Shortly after the cold-blooded execution, a white police officer wrote “999 Lemba Street – Caiphus Nyoka executed – Hands of Death” on a police station blackboard, according to the three youngsters who were metres from Nyoka when he was gunned down.
Yesterday, three of those white former security police officers appeared in the Benoni magistrate’s court on charges relating to Nyoka’s death. The case was postponed until June 23 pending the outcome of the Director of Public Prosecutions’ (DPP) decision on an application by the Nyoka family to add international criminal charges, the outcome of an application by accused number one for legal aid and pending the provision of a request by accused one and two for further particulars of the case against them.
The previous court hearing, on April 26, saw legal representatives for Nyoka’s sister, Alegria Nyoka, filing representations to the court requesting the DPP include charges under international criminal law — the crimes against humanity of murder and apartheid. The NPA has not yet responded to the application.
There is some confusion about the names of the accused and no charge sheet has been provided, but it is known that accused number one, Johan Marais, confessed to killing Nyoka to a Rapport journalist about 30 years ago. The other police officers are at this stage only known as a Van den Berg and an Engelbrecht.
They were driven to the Daveyton police station and taken to an office in an outbuilding. About 15 minutes later they saw a white police officer writing on the blackboard. Then he forced them to repeat what he had written.
The three youths who made the blackboard allegation were at the time part-time matric pupil Exodus Gugulethu Nyakane, 21, and Excellent Mthembu, 18, both of Wattville, and Elson Mnyakeni, 20, who attended Bonginhlanhla Secondary School in kwaNdebele.

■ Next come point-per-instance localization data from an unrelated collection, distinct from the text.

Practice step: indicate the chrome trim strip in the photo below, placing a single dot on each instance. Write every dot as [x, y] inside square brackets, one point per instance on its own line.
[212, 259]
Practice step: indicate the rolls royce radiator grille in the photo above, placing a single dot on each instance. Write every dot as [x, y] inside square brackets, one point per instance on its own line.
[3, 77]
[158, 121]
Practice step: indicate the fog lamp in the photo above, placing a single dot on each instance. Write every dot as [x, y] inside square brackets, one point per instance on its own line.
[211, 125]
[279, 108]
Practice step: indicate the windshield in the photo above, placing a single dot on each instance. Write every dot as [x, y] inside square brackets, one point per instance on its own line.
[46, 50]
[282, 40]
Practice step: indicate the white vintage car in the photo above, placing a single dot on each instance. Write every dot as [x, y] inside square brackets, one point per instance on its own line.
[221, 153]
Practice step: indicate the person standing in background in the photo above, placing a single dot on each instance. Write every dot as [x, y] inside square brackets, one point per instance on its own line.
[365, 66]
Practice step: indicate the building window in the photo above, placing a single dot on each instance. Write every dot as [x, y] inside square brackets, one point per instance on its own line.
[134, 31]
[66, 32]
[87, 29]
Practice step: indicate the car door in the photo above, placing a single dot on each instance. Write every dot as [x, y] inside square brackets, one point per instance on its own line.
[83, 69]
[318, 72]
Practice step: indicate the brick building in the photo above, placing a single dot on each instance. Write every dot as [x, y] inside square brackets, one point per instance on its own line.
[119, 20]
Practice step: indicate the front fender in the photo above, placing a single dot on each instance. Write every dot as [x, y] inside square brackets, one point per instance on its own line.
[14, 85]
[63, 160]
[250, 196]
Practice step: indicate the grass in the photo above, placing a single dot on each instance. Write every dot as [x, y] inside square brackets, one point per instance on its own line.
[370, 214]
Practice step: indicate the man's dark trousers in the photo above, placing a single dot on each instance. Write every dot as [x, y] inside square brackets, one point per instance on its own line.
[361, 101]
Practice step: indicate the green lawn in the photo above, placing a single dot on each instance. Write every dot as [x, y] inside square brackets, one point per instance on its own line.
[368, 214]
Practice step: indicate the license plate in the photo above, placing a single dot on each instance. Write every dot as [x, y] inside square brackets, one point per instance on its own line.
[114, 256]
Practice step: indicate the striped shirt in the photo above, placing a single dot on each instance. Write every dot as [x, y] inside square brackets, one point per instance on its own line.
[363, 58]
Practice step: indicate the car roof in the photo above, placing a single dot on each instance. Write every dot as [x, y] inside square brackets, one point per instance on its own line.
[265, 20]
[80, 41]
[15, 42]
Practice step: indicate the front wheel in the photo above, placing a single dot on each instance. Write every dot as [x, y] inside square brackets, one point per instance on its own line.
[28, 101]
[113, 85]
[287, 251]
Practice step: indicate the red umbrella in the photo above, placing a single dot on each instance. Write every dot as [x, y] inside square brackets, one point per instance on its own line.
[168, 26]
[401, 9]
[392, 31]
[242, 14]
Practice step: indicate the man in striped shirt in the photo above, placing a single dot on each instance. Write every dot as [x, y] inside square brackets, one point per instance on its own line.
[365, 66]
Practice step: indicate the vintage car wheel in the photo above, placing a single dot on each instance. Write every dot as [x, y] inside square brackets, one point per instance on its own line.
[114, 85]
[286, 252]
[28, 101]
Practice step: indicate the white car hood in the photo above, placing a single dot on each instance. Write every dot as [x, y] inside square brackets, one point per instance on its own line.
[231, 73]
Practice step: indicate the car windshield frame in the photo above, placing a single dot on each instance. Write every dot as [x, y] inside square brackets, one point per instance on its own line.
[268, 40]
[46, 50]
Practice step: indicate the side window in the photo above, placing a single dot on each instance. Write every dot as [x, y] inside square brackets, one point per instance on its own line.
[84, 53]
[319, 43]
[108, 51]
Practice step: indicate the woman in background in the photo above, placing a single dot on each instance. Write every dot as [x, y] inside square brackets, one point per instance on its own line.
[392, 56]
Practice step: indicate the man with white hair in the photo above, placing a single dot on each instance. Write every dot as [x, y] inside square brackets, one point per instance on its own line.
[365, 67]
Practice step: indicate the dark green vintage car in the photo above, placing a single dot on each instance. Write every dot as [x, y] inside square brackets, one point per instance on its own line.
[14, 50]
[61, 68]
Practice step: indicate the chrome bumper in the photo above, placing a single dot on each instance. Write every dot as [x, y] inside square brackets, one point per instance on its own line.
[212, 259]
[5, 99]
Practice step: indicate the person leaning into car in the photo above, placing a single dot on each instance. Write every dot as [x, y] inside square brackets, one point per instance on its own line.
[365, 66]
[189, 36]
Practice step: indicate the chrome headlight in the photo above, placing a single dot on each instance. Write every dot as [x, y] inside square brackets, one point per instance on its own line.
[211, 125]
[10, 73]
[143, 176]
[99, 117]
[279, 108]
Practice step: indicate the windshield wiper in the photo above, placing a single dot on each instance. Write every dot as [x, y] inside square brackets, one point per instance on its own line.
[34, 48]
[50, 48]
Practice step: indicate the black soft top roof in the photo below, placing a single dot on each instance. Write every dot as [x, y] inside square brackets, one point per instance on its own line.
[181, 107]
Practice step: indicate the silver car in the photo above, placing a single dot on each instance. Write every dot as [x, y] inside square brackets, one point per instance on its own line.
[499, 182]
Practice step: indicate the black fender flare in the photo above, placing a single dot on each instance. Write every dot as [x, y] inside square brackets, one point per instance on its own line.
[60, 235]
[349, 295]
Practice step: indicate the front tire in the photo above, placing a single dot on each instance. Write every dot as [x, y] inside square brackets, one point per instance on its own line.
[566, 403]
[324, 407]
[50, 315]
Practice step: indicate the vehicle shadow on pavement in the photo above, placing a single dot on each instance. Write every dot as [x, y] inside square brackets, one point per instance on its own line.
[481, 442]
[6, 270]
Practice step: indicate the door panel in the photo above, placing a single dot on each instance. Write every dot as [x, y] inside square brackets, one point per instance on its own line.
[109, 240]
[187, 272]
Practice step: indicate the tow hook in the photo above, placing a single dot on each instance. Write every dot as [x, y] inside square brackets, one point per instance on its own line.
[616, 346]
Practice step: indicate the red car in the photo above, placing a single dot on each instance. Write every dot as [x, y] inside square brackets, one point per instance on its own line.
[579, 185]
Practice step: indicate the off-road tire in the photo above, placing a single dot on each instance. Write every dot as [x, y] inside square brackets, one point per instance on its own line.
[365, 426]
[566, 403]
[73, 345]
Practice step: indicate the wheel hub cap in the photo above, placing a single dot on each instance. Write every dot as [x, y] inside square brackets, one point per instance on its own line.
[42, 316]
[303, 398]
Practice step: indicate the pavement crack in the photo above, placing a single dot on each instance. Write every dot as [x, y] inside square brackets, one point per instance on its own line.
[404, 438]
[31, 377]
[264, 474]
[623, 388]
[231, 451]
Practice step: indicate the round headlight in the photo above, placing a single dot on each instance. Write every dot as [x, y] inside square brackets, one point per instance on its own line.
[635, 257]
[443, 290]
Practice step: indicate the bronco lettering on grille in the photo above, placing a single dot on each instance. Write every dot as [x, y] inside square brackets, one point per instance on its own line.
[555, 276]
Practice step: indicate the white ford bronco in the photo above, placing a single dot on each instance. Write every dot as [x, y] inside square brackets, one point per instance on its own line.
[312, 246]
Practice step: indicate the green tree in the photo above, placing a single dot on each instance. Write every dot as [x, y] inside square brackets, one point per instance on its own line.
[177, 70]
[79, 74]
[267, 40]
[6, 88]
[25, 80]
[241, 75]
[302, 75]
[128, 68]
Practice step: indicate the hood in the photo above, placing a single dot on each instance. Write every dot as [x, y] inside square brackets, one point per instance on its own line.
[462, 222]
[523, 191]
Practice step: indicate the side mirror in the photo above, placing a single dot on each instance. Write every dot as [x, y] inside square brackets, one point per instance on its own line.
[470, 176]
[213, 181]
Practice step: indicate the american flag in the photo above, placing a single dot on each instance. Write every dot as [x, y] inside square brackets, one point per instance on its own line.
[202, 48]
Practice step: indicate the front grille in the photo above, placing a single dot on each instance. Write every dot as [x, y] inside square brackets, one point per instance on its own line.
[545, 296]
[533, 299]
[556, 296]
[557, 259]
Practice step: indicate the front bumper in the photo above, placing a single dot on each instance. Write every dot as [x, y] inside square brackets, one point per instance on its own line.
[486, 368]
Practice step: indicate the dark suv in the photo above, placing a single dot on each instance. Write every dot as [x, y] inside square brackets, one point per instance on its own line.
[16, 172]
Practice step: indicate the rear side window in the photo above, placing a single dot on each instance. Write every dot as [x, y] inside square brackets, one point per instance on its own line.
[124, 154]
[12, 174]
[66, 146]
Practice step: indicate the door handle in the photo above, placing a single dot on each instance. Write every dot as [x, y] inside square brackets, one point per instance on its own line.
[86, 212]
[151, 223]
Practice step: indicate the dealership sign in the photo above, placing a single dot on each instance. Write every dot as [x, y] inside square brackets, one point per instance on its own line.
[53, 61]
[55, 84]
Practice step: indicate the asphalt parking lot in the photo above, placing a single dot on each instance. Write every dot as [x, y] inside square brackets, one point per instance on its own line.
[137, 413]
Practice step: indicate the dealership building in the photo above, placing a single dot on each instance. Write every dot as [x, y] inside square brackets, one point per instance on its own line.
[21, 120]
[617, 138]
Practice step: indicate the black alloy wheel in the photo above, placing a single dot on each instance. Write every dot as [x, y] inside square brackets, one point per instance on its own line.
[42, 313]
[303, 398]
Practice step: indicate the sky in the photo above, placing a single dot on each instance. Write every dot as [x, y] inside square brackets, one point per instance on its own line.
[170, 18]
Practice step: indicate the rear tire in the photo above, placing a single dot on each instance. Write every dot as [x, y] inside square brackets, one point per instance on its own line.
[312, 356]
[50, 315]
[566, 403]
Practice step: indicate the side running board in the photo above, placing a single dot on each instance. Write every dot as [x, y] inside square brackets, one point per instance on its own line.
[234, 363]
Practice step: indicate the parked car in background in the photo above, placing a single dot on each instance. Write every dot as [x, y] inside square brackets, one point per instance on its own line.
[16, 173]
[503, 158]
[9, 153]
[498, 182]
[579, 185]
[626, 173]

They were in Daveyton to attend a funeral.
At the time they told the media four white police officers arrived accompanied by black council police officers. They kicked open the door and shone torches in the faces of everyone, asking for Caiphus Nyoka. He identified himself. The three boys were ordered out of the room and told to lie face down on the ground. They were wearing only underpants.
A fusillade of shots erupted inside the room. The police threw their clothes out, ordered them to dress, handcuffed them to each other and bundled them at gunpoint into a 10-seater Toyota “Zola Budd”.

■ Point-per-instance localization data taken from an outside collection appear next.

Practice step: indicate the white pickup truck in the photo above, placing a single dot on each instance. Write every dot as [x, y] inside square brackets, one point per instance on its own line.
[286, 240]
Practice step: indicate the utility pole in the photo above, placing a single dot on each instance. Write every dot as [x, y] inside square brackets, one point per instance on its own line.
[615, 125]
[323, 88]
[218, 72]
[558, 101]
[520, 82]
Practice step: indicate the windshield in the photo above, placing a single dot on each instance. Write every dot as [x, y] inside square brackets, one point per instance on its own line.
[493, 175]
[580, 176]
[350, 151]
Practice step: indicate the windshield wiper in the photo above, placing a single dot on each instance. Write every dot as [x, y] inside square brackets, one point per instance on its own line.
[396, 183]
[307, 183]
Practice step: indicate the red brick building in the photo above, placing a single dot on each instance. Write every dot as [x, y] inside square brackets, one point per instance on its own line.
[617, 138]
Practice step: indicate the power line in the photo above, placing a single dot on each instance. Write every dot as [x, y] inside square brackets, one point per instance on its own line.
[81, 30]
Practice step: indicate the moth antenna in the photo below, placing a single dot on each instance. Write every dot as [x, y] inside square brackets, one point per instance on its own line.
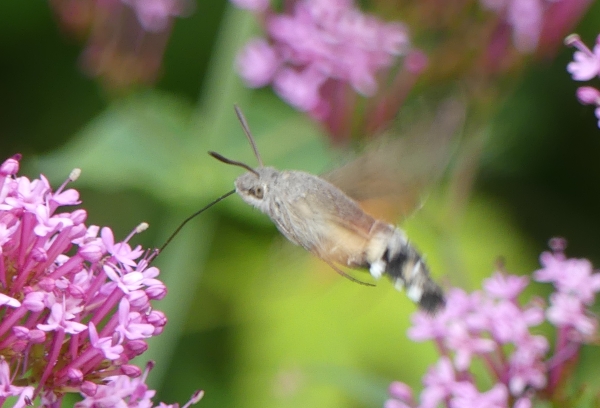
[235, 163]
[345, 275]
[246, 128]
[190, 218]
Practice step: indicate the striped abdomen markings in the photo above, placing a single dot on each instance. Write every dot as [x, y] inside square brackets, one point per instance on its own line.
[402, 263]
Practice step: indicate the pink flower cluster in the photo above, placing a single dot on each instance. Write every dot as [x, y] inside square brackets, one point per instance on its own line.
[75, 304]
[495, 328]
[156, 15]
[317, 51]
[585, 66]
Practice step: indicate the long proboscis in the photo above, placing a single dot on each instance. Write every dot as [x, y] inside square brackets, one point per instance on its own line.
[224, 159]
[188, 219]
[246, 128]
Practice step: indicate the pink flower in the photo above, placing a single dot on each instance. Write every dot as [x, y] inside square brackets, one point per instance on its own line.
[495, 329]
[155, 15]
[505, 286]
[586, 64]
[525, 17]
[440, 380]
[252, 5]
[319, 54]
[59, 270]
[588, 95]
[257, 63]
[467, 396]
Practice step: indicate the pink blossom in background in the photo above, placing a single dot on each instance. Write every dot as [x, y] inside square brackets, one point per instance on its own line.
[125, 39]
[586, 63]
[317, 50]
[75, 301]
[492, 326]
[155, 15]
[584, 67]
[536, 24]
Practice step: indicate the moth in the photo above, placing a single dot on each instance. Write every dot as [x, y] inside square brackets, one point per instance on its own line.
[322, 215]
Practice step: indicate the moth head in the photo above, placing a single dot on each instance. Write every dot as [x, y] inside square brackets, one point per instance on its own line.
[255, 189]
[253, 186]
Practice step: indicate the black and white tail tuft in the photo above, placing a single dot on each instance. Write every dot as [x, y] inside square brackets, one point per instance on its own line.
[406, 268]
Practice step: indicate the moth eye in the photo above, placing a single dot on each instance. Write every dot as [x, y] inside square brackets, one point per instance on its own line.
[258, 192]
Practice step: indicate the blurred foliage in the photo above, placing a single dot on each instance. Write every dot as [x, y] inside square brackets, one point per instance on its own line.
[254, 321]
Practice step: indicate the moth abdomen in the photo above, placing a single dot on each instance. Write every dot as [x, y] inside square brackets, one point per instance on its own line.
[403, 264]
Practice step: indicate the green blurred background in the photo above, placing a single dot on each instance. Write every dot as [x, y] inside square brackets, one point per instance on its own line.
[254, 321]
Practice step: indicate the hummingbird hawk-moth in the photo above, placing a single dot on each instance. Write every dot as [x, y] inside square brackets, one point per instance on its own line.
[322, 215]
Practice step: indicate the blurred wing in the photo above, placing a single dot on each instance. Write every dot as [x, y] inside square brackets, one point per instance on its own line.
[398, 169]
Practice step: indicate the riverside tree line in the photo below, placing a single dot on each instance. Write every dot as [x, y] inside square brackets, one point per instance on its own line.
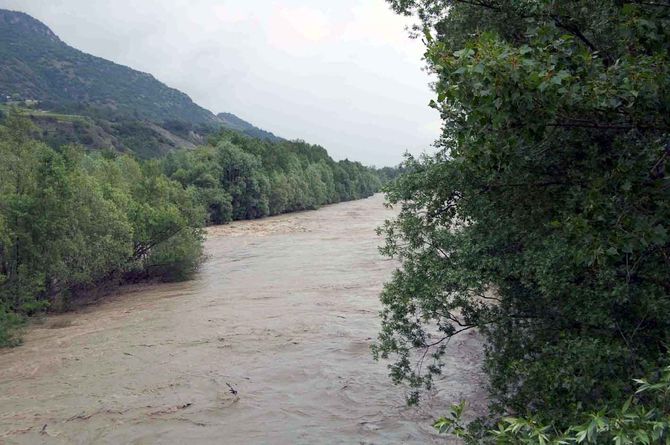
[543, 220]
[71, 220]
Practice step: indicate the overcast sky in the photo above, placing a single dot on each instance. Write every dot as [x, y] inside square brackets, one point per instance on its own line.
[342, 74]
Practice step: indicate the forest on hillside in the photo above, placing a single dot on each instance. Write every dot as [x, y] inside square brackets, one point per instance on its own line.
[542, 221]
[71, 219]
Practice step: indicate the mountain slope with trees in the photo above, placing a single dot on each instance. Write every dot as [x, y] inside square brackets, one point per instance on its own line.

They were driven to the Daveyton police station and taken to an office in an outbuilding. About 15 minutes later they saw a white police officer writing on the blackboard. Then he forced them to repeat what he had written.
Nyoka, 24 at the time, was an executive member of the Transvaal branch of the Congress of SA Students (Cosas), which was organising resistance against apartheid and education for pupils boycotting classes. He was also chair of the Students’ Representative Council at Mabuya High School. Nyoka was seen as a person who “stood for the truth”, said people who knew him. He had been detained several times.
Nyoka’s parents were never officially informed of his death. His father, Abednigo Moses Nyoka, 54 at the time, said at about 4.30am a white mortuary vehicle arrived at his house. Four council police pulled a stretcher from the vehicle, he said, and took it to the back room. “A short while later they returned with the naked body of my son, lying face up.”
The state pathologist found nine bullet holes in his body, while the family’s found 12. The family found the inquest “very disappointing” and later went to the Truth and Reconciliation Commission. No one has ever been prosecuted for Nyoka’s death.
From mid-1985 until the early 1990s East Rand townships experienced some of the most violent conflict ever in the Pretoria-Witwatersrand-Vereeniging area. Train violence, taxi violence, conflict between township residents and those in hostels, between ANC self-defence units (SDUs) and IFP self-protection units (SPUs) were part of the civil war raging in SA as the apartheid government lost control.